I'm reading an old (1942) Norwegian novel called De dødes tjern, and there are a few words or references here and there that I'm not understanding, and I wondered if anyone could help?

In one scene, the husband and wife are joking, and he is saying how intelligent he is, but she is not so sure. Finally, she says 'God natt da, mannebass'. I can't find 'mannebass' in any dictionary -- does it mean anything to anyone here?

At another point, the narrator is describing a young woman and writes, "Liljan var den eneste fullkomne dagdriver blant oss, det gjennomførte Bris- og Buen-menneske og forsåvidt den som kunne ta seg en slik ferie med best samvittighet, men så var det jo også hun som hadde hatt dette temmelig barokke innfallet." What do "Bris" and "Buen" refer to? Any ideas?

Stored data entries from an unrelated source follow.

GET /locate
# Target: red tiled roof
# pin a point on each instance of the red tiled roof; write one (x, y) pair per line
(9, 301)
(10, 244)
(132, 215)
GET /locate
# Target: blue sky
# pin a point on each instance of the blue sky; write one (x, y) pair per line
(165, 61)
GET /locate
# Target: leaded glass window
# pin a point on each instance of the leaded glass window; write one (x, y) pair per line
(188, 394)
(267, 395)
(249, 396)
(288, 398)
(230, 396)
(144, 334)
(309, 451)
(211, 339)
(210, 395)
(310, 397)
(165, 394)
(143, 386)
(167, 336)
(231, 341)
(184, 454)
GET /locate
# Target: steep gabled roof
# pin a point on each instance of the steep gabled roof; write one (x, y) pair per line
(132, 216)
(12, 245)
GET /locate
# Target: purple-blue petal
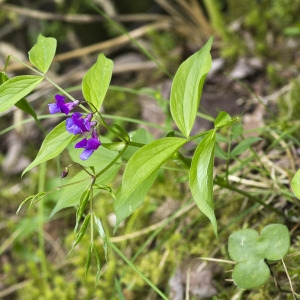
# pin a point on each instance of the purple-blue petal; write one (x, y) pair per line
(86, 154)
(93, 143)
(81, 144)
(53, 109)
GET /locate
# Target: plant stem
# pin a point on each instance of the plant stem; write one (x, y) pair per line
(148, 281)
(41, 187)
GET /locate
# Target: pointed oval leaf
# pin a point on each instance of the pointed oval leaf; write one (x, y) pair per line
(201, 177)
(68, 194)
(277, 240)
(54, 143)
(142, 165)
(96, 82)
(250, 274)
(16, 88)
(42, 53)
(187, 88)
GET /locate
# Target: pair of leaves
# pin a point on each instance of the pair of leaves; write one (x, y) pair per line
(95, 84)
(142, 167)
(187, 88)
(250, 250)
(71, 194)
(17, 88)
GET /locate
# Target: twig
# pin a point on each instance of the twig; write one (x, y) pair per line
(105, 46)
(80, 18)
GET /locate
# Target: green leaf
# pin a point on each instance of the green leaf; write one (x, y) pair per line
(222, 119)
(295, 184)
(201, 177)
(250, 250)
(276, 237)
(187, 88)
(23, 104)
(250, 274)
(3, 77)
(243, 146)
(68, 194)
(245, 244)
(146, 161)
(54, 143)
(98, 263)
(96, 82)
(42, 53)
(16, 88)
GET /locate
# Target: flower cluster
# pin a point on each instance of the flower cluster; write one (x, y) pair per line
(77, 124)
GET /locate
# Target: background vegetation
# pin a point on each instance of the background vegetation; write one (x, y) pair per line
(257, 42)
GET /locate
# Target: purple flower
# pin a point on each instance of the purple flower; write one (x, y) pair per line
(89, 145)
(76, 124)
(61, 106)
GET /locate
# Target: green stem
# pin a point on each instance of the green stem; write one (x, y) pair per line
(148, 281)
(41, 187)
(112, 162)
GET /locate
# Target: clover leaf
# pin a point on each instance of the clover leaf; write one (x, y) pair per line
(251, 250)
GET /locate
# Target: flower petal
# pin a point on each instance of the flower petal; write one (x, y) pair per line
(81, 144)
(53, 109)
(86, 154)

Finally, in this passage: "Får jeg høre flere oppbyggelige beskrivelser av dette stedet og dets turistattraksjoner nå, sa jeg til meg selv, så
tar jeg den første, den beste hånddrevne jernbanetralla og kjører tilbake til Oslo." Any guesses what a "hånddrevne jernbanetralla" would be in English?

Thank you!
 
  • raumar

    Senior Member
    Norwegian
    I can't find 'mannebass' in any dictionary -- does it mean anything to anyone here?

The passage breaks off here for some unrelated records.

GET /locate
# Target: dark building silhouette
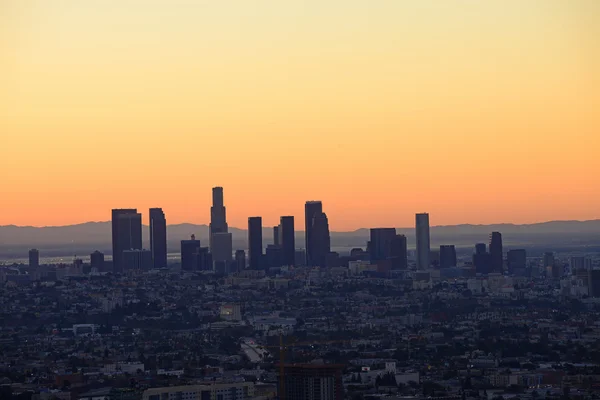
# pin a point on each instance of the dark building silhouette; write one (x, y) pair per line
(97, 261)
(423, 241)
(273, 256)
(277, 235)
(189, 254)
(320, 246)
(496, 253)
(313, 382)
(380, 243)
(481, 259)
(447, 256)
(255, 242)
(399, 252)
(126, 234)
(311, 209)
(288, 241)
(517, 261)
(158, 237)
(34, 258)
(240, 260)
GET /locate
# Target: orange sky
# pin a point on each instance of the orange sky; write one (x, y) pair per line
(475, 111)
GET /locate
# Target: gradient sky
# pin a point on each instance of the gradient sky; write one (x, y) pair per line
(475, 111)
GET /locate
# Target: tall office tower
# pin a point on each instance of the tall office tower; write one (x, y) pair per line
(312, 382)
(496, 253)
(254, 242)
(218, 215)
(447, 256)
(516, 261)
(381, 243)
(158, 237)
(240, 260)
(277, 235)
(97, 261)
(126, 234)
(34, 258)
(399, 252)
(222, 250)
(288, 240)
(423, 241)
(320, 241)
(189, 251)
(311, 209)
(137, 260)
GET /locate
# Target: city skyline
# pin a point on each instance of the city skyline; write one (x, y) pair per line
(494, 102)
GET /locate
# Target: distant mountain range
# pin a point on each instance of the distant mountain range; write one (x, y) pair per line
(89, 236)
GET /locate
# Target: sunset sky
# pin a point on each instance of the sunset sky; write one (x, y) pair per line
(474, 111)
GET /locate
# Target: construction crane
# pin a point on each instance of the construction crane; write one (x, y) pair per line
(283, 347)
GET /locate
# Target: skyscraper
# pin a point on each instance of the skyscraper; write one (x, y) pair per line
(496, 253)
(34, 258)
(158, 237)
(311, 209)
(255, 242)
(423, 241)
(288, 241)
(320, 246)
(381, 240)
(447, 256)
(189, 254)
(126, 234)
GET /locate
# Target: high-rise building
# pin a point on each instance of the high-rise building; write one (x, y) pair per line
(126, 234)
(399, 252)
(311, 209)
(277, 235)
(516, 260)
(189, 254)
(97, 261)
(320, 241)
(255, 242)
(240, 260)
(158, 237)
(423, 241)
(137, 260)
(34, 258)
(496, 253)
(288, 240)
(380, 244)
(447, 256)
(312, 382)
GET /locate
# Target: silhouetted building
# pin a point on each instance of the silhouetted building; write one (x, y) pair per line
(516, 261)
(311, 209)
(496, 253)
(423, 241)
(288, 241)
(137, 259)
(189, 251)
(97, 261)
(240, 260)
(158, 237)
(277, 235)
(254, 242)
(126, 234)
(34, 258)
(481, 259)
(218, 216)
(320, 241)
(380, 243)
(399, 252)
(447, 256)
(273, 256)
(313, 382)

    It is a term of endearment. It is a compound of "mann" and "bass" - with the second meaning of "bass" in this dictionary:
    Bokmålsordboka | Nynorskordboka

    It sounds a bit childish to me. I am not sure how this would be understood in the 1940s, but it might indicate that she regards her husband as a big child.

    What do "Bris" and "Buen" refer to?

    I had never heard of them, but some googling suggests that they were trendy bars or clubs in Oslo at that time.